Politically-minded C-suite executives will try to argue why data shouldn't be an independent function. I have seen Finance, Marketing, Product and Tech argue that data should be wholly contained in their areas. They may want to have the influence and possible prestige from an expanded function, or don't understand that it's a true discipline in its own right.
Data should have its own seat at the table, just as a function like Finance does. Data leaders can feel lost and without impact if they don't have this - regularly losing data leadership makes winning with data difficult. This is not an argument against embedding data colleagues in respective business areas. I think business partnering is essential for companies to win with data, in whatever form this takes: embedded or dedicated central resource.
Communication and Context
Many organisations operate as a collection of silos. I've been in companies of different sizes that had specific initiatives to break down these silos. These silos prevent knowledge and even physical data from being widely available . It's common for technical staff in these silos to be entirely inaccessible by staff from other silos. I've personally had to try and understand what data means from another silo, with no context or ability to speak to anyone from there! Even where these silos don't exist in companies, it's not unusual for communication to be sporadic or poor. Success with data, as in any other discipline, requires good communication. Tools such as metadata management platforms and data catalogs aim to help with this, by consolidating this information and relying less on repeated communication.

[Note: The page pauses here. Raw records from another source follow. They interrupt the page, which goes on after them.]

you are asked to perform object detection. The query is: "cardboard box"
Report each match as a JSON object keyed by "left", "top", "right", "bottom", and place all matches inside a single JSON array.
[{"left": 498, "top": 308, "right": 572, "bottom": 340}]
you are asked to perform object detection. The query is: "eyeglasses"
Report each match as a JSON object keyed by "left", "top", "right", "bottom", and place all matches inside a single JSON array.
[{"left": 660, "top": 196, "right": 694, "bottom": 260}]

Documentation is also lacking, but I've come to a place where I only believe a few types of documentation can succeed:
Automatically generated documentation from the engineering process
An integrated Q&A workflow where there are defined data owners responsible for communication about their domains, with both proactive and reactive communication codified in a platform. This way questions are only asked and answered once, until the answer changes because there have been technical shifts.

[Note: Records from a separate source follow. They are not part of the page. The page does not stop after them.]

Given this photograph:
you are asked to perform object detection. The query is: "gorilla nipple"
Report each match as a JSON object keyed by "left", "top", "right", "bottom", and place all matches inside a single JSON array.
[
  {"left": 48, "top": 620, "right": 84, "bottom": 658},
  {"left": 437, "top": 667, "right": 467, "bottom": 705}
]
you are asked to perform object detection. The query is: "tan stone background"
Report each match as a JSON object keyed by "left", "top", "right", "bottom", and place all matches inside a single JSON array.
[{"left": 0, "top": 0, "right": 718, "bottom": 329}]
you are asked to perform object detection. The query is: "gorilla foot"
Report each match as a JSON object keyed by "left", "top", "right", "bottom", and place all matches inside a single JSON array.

Understanding of changes to data being decided AND codified as part of the product management workflow. Thus, eliminating the need to recollect this metadata later!
I don't believe in having humans whose job it is to do this manually - that's my take and not everyone will agree.
Benn spoke about how context can be manipulated to make data say whatever you want. There is also a big problem in the industry with lack of any context altogether making it hard to understand data. If a product is clicked on but never converts, its stock status and relative price to similar products is relevant context. In fact, without this additional metadata about the event, you can't really judge the conversion performance. This context provided by metadata is time specific too - things like price and stock status can fluctuate rapidly. Many organisations today don't collect this metadata which enables them to win with their data. Context, instead, is inferred or assumed, and requires staff "who know the business", meaning that they are the source of metadata. Analysts often have reams of metadata about seasonality, one off events, usual drivers of change... locked away in their minds.
I'd love for us to be in a place where lots of companies are ready to adopt metrics layers and freely buy data apps to take advantage of this... but we're not there yet with companies who aren't early adopters or innovators. The tools needed are being built, but they haven't been widely adopted yet. Companies need help to get value from these tools, and this may mean more vendors meeting these customers where they are right now, in terms of data maturity.